Politique "culticide" et créations mort-nées

Le Ministère de la Culture quant à lui, subventionne annuellement des productions et créations mort-nées pour la plupart. Il faut dire que c'est normal quand on sait qu’en théorie ces fonds de subventions sont réservés à la promotion de la création mais dans les faits, ils servent à venir en aide à certains, faire taire d'autres, satisfaire des serviteurs et occasionnellement servir la création ! D'ailleurs, pour tant d'investissement qui date de plus de trente ans, a-t-on jamais cherché à évaluer le "retour sur investissement" ? Aucun intérêt à le faire sauf peut-être pour remuer le couteau dans la plaie en ouvrant la boîte à Pandore.

Non seulement, l'Etat n'a pas de politique culturelle, c'est criard et ça ne date pas d'aujourd'hui, mais ça va continuer ainsi. Pensez-vous que, par les temps qui courent, l'un des responsables politiques ou autres, du Président de la République au dernier des élus, réfléchisse à la place que devraient occuper les arts en Tunisie ou à "mettre la culture au cœur du projet» ? Concernant la musique, parler de politique ou de stratégie est une pure utopie. Et même quand on fait semblant de vouloir y remédier, on prend les mêmes et on recommence. Les musiciens de couloirs, les brebis galeuses, les corbeaux, les agiles en courbettes et les gueulards tout en les caressant dans le sens du poil en espérant les rassasier et les calmer. Résultats des courses, "beaucoup de bruit pour rien" et ça date depuis trente ans !

La musique en ce pays, dépend de n'importe qui et de n'importe quoi. Il suffit d'un rien pour faire tout et n'importe quoi. Il suffit d'un remaniement ministériel pour tout remettre à plat, changer de "prestataires et de bénéficiaires" et réinventer la roue. 

Bien que les établissements d'enseignement musical privés et étatiques poussent comme des champignons, que les mentalités aient changé et que le niveau des instrumentistes soit meilleur, la musique tunisienne connaît une sombre situation.
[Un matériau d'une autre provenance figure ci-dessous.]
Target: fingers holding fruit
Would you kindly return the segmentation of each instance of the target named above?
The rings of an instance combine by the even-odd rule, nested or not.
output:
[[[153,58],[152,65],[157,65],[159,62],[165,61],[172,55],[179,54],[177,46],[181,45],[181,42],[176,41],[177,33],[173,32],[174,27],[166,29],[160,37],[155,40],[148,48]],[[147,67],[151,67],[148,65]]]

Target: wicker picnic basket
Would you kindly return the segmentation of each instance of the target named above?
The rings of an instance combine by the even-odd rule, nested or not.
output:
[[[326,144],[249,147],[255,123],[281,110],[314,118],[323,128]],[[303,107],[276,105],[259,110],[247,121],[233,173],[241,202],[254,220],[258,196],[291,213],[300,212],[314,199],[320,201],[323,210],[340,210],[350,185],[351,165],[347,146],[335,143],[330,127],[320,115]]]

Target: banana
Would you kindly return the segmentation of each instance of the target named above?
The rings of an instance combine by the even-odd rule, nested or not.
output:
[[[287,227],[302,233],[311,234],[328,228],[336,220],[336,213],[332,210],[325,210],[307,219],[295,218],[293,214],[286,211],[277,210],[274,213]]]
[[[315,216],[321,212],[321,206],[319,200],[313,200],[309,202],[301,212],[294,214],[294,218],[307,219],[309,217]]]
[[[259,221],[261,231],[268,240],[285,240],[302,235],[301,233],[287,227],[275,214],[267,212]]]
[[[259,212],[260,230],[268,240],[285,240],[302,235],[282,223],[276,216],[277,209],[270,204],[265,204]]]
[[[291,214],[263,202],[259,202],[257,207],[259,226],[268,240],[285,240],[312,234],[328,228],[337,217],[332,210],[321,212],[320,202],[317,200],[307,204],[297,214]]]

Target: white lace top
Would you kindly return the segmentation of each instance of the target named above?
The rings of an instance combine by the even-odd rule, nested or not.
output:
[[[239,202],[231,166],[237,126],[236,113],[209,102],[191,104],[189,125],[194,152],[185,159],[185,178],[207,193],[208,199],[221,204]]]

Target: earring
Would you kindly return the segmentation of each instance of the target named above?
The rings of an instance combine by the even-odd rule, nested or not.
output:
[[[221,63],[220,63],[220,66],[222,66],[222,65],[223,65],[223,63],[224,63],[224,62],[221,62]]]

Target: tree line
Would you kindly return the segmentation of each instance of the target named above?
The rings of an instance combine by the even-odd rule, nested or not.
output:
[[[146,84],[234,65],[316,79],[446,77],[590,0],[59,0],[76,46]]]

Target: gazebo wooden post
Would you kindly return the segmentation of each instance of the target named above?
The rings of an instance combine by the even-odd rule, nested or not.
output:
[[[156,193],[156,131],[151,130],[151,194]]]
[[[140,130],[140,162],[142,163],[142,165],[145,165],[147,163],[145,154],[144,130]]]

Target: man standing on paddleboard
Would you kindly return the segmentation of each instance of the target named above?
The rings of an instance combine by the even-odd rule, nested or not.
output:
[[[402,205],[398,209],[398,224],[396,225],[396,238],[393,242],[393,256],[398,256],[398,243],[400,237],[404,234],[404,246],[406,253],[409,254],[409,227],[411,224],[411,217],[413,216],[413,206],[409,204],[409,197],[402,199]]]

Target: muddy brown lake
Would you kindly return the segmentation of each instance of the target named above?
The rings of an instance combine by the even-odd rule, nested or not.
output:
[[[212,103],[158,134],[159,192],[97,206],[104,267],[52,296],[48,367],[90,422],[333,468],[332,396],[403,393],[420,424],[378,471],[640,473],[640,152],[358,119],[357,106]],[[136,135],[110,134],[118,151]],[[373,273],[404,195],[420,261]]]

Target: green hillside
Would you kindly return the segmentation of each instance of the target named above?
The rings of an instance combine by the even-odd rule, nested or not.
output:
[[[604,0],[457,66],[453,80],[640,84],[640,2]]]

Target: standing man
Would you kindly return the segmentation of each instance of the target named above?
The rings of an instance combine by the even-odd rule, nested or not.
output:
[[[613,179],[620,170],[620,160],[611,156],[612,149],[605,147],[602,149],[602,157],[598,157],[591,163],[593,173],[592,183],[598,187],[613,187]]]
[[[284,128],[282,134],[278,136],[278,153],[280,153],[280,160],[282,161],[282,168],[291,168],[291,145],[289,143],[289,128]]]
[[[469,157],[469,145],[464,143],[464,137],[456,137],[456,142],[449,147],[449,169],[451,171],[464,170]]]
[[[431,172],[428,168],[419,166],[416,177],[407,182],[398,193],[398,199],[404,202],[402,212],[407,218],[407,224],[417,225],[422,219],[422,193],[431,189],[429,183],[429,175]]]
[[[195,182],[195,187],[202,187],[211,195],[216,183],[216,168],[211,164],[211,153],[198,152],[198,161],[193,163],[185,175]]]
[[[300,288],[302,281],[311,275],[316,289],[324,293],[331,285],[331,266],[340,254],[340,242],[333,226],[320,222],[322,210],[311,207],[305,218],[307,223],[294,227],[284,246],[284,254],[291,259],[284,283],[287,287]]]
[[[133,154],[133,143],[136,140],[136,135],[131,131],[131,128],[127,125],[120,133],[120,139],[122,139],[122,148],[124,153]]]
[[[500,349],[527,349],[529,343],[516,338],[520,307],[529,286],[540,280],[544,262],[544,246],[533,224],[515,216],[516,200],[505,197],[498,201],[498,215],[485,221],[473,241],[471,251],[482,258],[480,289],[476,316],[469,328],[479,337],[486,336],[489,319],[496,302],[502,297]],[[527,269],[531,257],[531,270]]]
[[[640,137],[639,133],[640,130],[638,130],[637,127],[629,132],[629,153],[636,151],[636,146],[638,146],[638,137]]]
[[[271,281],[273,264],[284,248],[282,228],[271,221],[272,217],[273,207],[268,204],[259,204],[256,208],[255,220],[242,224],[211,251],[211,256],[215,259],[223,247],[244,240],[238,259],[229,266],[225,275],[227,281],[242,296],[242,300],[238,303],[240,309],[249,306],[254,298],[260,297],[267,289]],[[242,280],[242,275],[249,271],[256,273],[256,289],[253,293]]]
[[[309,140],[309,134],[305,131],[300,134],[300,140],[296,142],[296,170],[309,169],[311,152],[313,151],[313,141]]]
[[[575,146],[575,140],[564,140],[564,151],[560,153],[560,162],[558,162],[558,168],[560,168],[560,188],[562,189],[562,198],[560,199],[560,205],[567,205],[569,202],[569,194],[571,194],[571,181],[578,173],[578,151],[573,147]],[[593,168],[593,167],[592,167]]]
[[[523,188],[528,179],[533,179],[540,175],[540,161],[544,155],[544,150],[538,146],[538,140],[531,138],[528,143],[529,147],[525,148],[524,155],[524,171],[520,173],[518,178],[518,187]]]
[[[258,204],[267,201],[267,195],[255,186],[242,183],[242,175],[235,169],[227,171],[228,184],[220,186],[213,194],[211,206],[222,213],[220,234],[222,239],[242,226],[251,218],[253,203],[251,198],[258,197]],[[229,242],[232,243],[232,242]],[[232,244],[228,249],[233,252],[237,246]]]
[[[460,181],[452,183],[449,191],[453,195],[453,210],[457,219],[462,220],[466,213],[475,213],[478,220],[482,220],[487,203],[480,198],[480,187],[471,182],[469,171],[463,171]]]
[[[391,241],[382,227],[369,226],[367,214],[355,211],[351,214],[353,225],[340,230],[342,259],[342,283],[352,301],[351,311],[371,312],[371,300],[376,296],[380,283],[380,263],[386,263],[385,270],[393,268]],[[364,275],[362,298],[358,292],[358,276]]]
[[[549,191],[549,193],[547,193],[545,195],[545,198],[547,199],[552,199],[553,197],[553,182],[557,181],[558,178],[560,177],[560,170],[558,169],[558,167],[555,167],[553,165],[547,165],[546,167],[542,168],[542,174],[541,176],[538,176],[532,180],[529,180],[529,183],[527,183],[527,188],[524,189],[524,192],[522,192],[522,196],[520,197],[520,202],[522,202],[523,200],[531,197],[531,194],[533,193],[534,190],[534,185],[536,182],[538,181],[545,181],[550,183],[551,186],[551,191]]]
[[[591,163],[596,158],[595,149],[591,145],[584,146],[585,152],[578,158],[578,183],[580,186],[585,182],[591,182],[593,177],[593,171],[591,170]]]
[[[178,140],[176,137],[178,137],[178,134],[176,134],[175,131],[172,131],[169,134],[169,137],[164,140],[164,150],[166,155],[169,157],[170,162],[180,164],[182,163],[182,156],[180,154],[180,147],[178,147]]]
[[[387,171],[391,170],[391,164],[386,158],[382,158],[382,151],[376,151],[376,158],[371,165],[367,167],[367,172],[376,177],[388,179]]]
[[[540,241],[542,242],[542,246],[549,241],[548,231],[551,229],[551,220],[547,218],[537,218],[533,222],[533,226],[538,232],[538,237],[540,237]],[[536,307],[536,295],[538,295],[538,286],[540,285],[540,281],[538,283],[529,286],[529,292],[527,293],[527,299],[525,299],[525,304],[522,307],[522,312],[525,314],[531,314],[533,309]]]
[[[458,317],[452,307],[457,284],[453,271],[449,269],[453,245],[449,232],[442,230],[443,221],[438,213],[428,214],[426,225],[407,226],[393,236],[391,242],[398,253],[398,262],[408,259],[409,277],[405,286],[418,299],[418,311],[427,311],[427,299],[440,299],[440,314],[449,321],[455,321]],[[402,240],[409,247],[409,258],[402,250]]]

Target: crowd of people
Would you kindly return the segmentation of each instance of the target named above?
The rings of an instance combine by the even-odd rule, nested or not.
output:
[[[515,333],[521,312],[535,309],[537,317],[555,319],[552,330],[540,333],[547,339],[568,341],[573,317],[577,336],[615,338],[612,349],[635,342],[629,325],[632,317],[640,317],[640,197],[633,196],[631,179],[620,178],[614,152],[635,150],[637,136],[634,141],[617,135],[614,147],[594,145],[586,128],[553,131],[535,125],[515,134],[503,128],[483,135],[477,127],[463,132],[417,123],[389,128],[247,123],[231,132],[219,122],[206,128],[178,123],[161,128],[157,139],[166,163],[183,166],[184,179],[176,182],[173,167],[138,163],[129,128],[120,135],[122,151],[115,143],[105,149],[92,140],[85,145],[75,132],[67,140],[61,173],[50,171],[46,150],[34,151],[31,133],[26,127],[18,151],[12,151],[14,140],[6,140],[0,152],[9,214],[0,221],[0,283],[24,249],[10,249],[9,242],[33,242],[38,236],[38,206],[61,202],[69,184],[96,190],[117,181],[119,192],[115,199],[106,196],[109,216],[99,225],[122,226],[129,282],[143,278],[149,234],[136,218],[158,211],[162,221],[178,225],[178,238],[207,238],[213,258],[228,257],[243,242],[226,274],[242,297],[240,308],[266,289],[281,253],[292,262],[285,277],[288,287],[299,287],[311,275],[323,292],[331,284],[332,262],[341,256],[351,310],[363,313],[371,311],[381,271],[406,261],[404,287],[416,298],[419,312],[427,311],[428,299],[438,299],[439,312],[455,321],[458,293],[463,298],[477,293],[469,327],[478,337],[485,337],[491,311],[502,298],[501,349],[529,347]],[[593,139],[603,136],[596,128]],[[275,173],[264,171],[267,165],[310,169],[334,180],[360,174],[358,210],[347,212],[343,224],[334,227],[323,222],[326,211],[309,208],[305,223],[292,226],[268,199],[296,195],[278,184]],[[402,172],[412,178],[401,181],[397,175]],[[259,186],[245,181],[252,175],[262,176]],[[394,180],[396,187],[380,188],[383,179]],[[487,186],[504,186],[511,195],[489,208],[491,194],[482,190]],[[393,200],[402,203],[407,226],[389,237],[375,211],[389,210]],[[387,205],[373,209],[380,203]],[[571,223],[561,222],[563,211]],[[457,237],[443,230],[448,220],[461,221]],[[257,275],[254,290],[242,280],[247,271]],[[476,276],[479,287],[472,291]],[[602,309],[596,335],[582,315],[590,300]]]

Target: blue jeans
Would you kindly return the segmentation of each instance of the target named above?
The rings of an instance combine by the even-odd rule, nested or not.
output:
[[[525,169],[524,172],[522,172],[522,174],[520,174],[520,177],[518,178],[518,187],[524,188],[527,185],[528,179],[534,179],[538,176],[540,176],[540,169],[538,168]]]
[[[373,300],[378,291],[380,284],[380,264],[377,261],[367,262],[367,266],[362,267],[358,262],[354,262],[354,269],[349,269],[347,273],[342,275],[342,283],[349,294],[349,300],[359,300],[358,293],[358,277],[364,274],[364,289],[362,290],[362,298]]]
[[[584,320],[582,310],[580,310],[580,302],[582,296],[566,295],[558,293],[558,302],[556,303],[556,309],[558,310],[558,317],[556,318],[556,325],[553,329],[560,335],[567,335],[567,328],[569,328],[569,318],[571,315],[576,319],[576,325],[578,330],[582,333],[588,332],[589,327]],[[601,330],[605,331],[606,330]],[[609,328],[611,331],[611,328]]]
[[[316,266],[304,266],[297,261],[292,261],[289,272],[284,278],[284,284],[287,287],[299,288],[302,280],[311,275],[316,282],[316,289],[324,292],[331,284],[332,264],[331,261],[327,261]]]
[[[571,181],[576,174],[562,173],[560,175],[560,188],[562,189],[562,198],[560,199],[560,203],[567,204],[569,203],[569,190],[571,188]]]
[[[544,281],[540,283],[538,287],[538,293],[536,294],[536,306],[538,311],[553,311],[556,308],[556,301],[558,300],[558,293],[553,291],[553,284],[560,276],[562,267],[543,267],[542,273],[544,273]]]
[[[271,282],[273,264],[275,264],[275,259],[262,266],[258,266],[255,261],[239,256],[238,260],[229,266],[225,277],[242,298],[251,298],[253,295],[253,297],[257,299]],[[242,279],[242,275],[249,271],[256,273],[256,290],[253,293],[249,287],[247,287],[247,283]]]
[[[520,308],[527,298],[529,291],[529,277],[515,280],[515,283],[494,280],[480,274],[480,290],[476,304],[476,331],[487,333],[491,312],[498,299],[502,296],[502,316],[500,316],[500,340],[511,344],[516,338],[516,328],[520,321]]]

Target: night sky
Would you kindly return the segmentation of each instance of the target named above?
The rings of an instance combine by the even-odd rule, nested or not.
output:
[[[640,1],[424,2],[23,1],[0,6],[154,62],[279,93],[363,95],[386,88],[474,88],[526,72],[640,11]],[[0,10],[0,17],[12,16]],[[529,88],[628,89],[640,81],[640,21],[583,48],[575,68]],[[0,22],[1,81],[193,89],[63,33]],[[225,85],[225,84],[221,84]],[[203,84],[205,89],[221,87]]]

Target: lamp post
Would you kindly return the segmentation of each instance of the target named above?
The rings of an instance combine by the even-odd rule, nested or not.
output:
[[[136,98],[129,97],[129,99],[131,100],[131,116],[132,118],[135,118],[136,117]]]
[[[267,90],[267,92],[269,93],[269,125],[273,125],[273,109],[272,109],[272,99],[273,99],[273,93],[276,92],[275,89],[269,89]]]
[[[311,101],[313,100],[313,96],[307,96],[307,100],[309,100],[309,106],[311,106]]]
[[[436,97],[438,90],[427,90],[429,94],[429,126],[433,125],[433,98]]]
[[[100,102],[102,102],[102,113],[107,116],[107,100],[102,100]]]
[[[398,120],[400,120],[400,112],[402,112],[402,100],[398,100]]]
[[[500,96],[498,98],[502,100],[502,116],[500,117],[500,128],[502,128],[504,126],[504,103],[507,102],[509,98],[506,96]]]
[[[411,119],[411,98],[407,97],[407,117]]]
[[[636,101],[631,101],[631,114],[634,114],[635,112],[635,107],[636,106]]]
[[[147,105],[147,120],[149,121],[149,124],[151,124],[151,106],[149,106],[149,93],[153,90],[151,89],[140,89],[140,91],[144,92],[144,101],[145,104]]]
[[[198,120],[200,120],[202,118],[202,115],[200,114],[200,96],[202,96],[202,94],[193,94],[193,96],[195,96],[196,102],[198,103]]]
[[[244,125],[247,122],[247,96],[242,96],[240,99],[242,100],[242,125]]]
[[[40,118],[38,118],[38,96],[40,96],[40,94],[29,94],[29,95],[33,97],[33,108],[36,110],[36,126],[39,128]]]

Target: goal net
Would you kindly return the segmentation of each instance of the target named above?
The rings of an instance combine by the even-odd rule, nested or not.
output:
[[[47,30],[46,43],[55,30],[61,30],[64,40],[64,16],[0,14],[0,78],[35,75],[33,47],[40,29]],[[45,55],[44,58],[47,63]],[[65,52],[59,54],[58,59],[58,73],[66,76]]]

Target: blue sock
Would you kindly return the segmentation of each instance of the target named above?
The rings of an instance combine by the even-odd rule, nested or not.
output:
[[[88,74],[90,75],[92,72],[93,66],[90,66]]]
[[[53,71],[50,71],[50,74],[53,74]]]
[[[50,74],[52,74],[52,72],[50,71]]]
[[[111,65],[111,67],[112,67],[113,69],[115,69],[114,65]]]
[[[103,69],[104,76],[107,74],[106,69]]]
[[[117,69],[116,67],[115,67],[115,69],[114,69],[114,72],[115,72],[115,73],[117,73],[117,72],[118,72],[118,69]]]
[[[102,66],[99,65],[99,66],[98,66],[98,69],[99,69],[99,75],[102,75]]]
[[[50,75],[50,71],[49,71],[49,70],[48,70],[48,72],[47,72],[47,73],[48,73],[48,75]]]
Les vrais professionnels de la musique en Tunisie galèrent et l'espace est squatté par des faux, voyous, délinquants et brebis galeuses qui ne font que râler et au besoin, tiennent des "discours" hors propos en espérant se faire écouter ! Noyé par des torchons, il faut fouiner pour y dénicher des serviettes.
 
Heureusement, de temps à autre un brin d'air frais rafraîchit l'atmosphère et ravive le souvenir d'un espoir dont on a jadis rêvé. 

De l'époque de mon père à celle de mes pairs, non seulement on a touché le fond mais on va continuer à creuser encore et encore, et même pour encore longtemps.